En parlant de la sage-femme, l’image la plus courante qui nous vient à l’esprit est celle de soignante qui aide les femmes à accoucher. Pourtant, son métier recouvre bien plus que cela. En effet, en plus de prodiguer des soins pré et postnataux ainsi que pendant l’accouchement, la sage-femme fournit des services de planification familiale et de dépistage des cancers du sein et du col de l’utérus. Elle est également formée à la pratique des soins obstétriques d’urgence. Par le biais de conseils et d’informations, la sage-femme peut contribuer à prévenir les mutilations génitales féminines, soutenir les survivantes de violence basée sur le genre et proposer des services de santé reproductive aux adolescents/ adolescentes et jeunes.

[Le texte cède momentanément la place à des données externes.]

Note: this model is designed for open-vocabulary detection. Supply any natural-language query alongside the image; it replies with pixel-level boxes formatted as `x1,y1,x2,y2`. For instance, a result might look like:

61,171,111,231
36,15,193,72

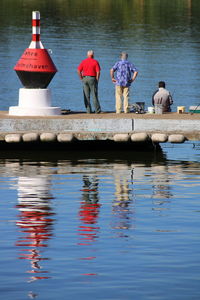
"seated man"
152,81,173,112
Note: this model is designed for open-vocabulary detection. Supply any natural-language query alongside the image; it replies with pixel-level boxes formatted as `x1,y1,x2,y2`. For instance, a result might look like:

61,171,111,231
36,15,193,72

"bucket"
148,106,155,114
155,104,163,115
136,102,145,111
177,106,185,114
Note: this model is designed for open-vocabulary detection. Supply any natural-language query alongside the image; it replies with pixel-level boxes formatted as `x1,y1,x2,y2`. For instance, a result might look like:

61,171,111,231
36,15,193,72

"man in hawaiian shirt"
110,52,138,113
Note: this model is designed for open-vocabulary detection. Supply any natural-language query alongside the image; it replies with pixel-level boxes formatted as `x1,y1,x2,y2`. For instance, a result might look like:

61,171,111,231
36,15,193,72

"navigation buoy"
9,11,61,116
14,11,57,88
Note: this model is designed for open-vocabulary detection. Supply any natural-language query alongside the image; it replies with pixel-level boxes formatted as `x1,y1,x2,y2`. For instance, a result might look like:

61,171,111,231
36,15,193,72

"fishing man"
77,50,101,114
110,52,138,113
152,81,173,112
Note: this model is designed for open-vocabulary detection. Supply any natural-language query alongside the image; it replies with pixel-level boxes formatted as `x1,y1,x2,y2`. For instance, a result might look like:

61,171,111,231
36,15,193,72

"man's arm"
131,71,138,82
96,71,100,81
110,69,116,82
77,69,83,80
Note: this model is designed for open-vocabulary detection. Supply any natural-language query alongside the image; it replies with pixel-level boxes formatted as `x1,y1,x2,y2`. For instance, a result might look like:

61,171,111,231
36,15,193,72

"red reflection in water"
16,178,53,282
78,176,100,276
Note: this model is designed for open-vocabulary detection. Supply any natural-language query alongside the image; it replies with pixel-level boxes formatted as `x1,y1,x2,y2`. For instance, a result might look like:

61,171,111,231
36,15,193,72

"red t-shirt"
78,57,101,76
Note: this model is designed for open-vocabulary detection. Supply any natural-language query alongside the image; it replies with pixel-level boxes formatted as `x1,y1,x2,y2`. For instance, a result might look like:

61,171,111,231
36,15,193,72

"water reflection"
78,175,100,276
112,164,134,237
16,176,53,282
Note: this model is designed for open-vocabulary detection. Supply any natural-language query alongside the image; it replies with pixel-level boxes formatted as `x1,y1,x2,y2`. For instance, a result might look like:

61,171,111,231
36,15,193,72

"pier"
0,111,200,150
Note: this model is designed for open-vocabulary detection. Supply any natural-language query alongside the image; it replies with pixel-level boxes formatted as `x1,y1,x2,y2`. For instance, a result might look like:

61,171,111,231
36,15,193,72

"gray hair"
87,50,94,56
120,52,128,60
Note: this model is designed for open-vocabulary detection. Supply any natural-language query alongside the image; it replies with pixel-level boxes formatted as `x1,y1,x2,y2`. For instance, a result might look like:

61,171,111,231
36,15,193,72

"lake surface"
0,143,200,300
0,0,200,300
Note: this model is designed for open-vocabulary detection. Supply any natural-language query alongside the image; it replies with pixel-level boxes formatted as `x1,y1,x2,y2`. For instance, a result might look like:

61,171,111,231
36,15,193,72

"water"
0,143,200,300
0,0,200,300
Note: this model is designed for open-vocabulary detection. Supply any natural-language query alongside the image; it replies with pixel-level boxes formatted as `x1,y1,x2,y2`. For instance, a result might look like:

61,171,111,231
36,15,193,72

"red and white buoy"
9,11,61,116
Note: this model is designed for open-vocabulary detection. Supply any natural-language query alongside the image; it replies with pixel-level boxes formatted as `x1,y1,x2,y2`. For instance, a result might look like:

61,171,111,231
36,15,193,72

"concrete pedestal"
9,88,61,116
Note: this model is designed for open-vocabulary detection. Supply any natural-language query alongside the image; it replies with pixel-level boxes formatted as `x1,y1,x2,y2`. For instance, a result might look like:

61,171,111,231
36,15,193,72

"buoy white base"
9,88,61,116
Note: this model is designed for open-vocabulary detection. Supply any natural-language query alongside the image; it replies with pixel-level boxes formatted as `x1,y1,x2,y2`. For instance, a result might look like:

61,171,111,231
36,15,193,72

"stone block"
40,132,57,142
151,133,168,143
5,133,22,143
57,133,74,143
22,132,39,143
113,133,130,142
131,132,149,142
168,134,185,143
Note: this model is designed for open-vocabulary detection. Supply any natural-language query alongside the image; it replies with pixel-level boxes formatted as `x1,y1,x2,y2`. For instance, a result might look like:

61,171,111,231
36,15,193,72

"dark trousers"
83,76,101,113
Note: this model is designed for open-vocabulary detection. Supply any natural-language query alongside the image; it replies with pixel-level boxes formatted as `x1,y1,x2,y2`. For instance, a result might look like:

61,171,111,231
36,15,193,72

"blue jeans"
82,76,101,113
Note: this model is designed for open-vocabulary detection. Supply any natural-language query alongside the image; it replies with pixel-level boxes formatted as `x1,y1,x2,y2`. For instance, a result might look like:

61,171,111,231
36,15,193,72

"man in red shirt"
77,50,101,114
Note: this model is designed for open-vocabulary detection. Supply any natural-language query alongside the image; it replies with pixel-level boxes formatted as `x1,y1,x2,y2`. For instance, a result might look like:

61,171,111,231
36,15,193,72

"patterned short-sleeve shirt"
112,60,138,86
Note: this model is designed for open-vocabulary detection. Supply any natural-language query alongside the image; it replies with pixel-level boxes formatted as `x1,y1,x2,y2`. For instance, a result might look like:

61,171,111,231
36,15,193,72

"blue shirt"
112,60,138,86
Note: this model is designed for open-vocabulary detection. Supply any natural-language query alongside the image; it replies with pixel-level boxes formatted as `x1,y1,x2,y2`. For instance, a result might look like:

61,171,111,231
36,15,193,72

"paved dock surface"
0,111,200,142
0,111,200,120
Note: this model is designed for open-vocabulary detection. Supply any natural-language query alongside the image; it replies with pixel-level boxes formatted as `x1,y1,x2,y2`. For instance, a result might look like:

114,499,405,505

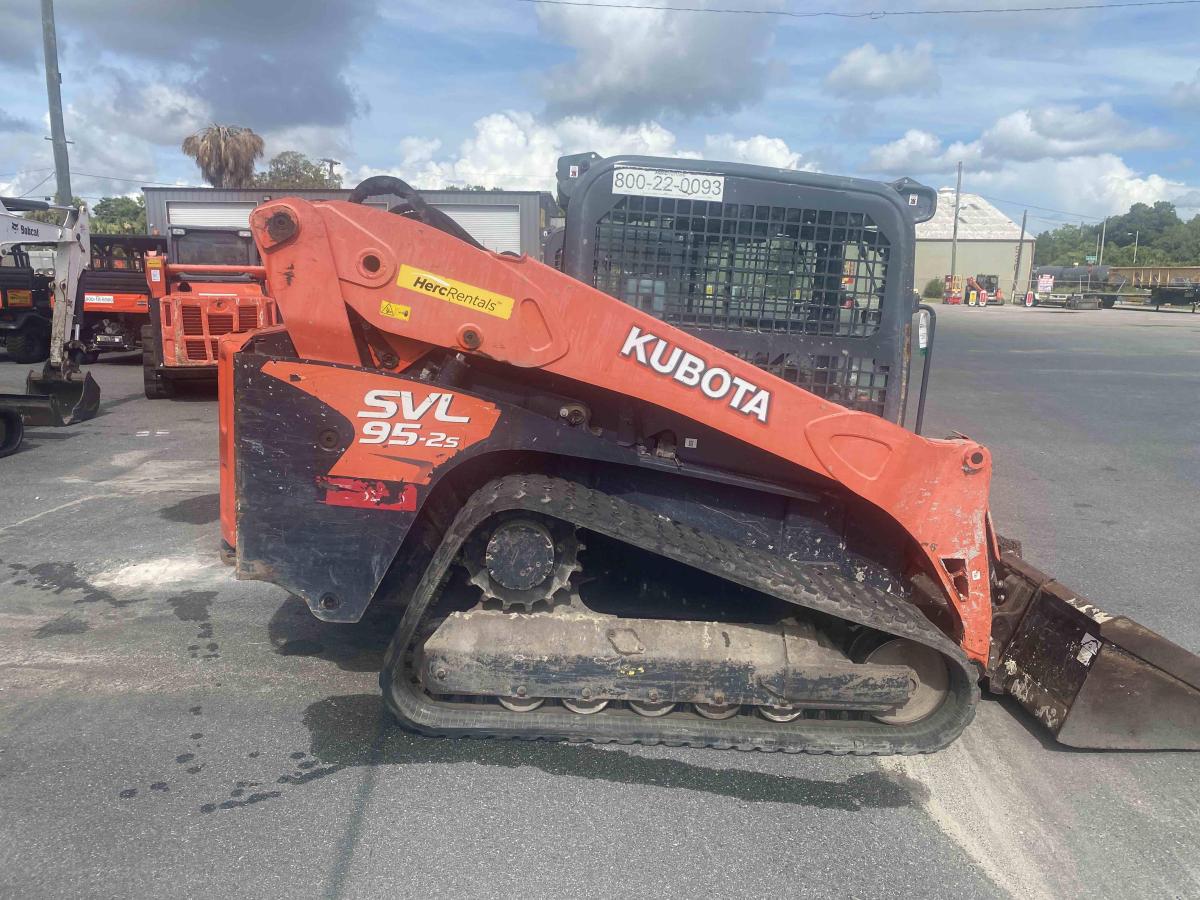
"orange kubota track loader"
221,168,1200,754
142,253,277,400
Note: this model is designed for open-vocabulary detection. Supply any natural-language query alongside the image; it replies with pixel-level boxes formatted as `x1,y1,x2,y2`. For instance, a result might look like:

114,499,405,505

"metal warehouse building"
142,187,557,259
914,187,1034,296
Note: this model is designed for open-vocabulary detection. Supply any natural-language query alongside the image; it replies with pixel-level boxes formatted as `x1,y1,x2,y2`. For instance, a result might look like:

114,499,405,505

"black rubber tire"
142,325,175,400
7,328,50,364
0,409,25,458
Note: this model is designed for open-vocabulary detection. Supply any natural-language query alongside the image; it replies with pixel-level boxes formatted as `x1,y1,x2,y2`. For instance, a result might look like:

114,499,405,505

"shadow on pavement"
266,596,400,672
304,694,924,812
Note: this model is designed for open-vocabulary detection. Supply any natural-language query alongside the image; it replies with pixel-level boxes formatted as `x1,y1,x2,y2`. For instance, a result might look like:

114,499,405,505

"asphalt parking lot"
0,306,1200,898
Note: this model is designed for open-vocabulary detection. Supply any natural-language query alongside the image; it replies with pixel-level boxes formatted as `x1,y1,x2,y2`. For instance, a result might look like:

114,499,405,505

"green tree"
91,194,146,234
1033,200,1200,265
254,150,342,190
181,125,263,187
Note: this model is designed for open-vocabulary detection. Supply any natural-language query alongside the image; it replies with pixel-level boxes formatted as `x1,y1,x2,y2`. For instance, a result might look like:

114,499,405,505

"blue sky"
0,0,1200,230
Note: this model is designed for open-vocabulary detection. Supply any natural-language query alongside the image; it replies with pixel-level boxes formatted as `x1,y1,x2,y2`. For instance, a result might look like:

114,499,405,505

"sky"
0,0,1200,232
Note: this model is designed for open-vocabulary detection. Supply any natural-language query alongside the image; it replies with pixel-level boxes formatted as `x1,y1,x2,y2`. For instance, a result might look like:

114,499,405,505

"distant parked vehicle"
1150,278,1200,312
1025,265,1128,310
79,234,167,360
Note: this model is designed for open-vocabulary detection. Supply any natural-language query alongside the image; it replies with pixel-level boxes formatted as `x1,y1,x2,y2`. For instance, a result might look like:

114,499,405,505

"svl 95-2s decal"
358,388,470,448
263,360,500,485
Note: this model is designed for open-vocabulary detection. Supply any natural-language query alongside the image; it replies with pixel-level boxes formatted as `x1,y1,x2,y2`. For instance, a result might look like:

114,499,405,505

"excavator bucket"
990,551,1200,750
20,366,100,427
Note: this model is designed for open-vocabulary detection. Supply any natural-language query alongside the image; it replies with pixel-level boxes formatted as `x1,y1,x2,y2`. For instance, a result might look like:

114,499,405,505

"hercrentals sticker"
620,325,770,422
396,265,514,319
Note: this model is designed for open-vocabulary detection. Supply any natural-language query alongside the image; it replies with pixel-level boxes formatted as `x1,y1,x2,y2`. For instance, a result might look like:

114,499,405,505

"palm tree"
182,125,263,187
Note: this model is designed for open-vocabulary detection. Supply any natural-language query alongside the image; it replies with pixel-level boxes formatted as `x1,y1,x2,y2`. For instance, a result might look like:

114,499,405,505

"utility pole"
950,160,962,290
1012,210,1030,304
42,0,73,206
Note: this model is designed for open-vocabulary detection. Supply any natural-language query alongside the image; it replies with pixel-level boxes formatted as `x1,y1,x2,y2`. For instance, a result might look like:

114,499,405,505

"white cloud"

Le ministre de la Santé publique reconnait que les sages-femmes exercent leur métier dans des conditions souvent difficiles. Le rapport publié en 2021 par l’UNFPA, I’ICM et l’Organisation mondiale de la santé et intitulé «État de la pratique de sage-femme dans le monde», qu’il cite, révèle que si les gouvernements investissaient dans ce corps de métier, on pourrait sauver 4,3 millions de vies chaque année d’ici 2035, en comptant les décès maternels et infantiles et les enfants mort-nés. «Ce groupe de professionnelles de santé, composé très majoritairement de femmes, pourrait en effet répondre à 90% des besoins de santé reproductive et prévenir 65% des décès maternels et infantiles», a soutenu Dr Idi Illiassou Mainassara. Selon lui, le rôle que les sages-femmes ont à jouer dans la réalisation des Objectifs de développement durable pour 2030 comme la réduction de la mortalité maternelle et la garantie d’un accès universel à la santé, et plus particulièrement à la santé sexuelle et reproductive, n’est pas à sous-estimer.

Depuis 1975 année de sa création, l’Association des Sages-Femmes du Niger s’était engagée dans la promotion des soins fournis par ses adhérentes et avec l’appui de ses partenaires à renforcer les compétences pour des prestations de qualité. Aujourd’hui, «tous les avis des décideurs et les partenaires s’accordent et reconnaissent le rôle de premier rang de la sage-femme dans le processus de réduction de la mortalité maternelle et néonatale», affirme le ministre de la Santé publique, de la population et des affaires sociales. C’est pourquoi, pour leur permettre d’exercer cette profession combien noble, le gouvernement du Niger a doté les sages-femmes d’un cadre règlementaire à savoir l’Ordre des Sages-femmes du Niger. Il s’agit là désormais du cadre de réglementation et de régulation de la pratique de la profession sur tout le territoire National. «Cet ordre qui est opérationnel sert d’interface et d’organe consultatif entre les pouvoirs publics et l’ensemble des membres en ce qui touche tout sujet concernant la profession», précise-t-on.

Plusieurs activités sont prévues dans le cadre de la célébration de cette Journée Ainsi les sages-femmes Nigériennes traiteront, à travers des conférences, différents thèmes en lien avec leur quotidien dans les huit régions du pays. C’est ainsi qu’il est prévu une conférence à la Maison des jeunes Djado Sékou de Niamey sur la surveillance du travail d’accouchement et le post-partum ; une séance de don de sang ; le dépistage des lésions précancéreuses du col et du cancer de sein ; et une offre des méthodes contraceptives modernes de longue durée.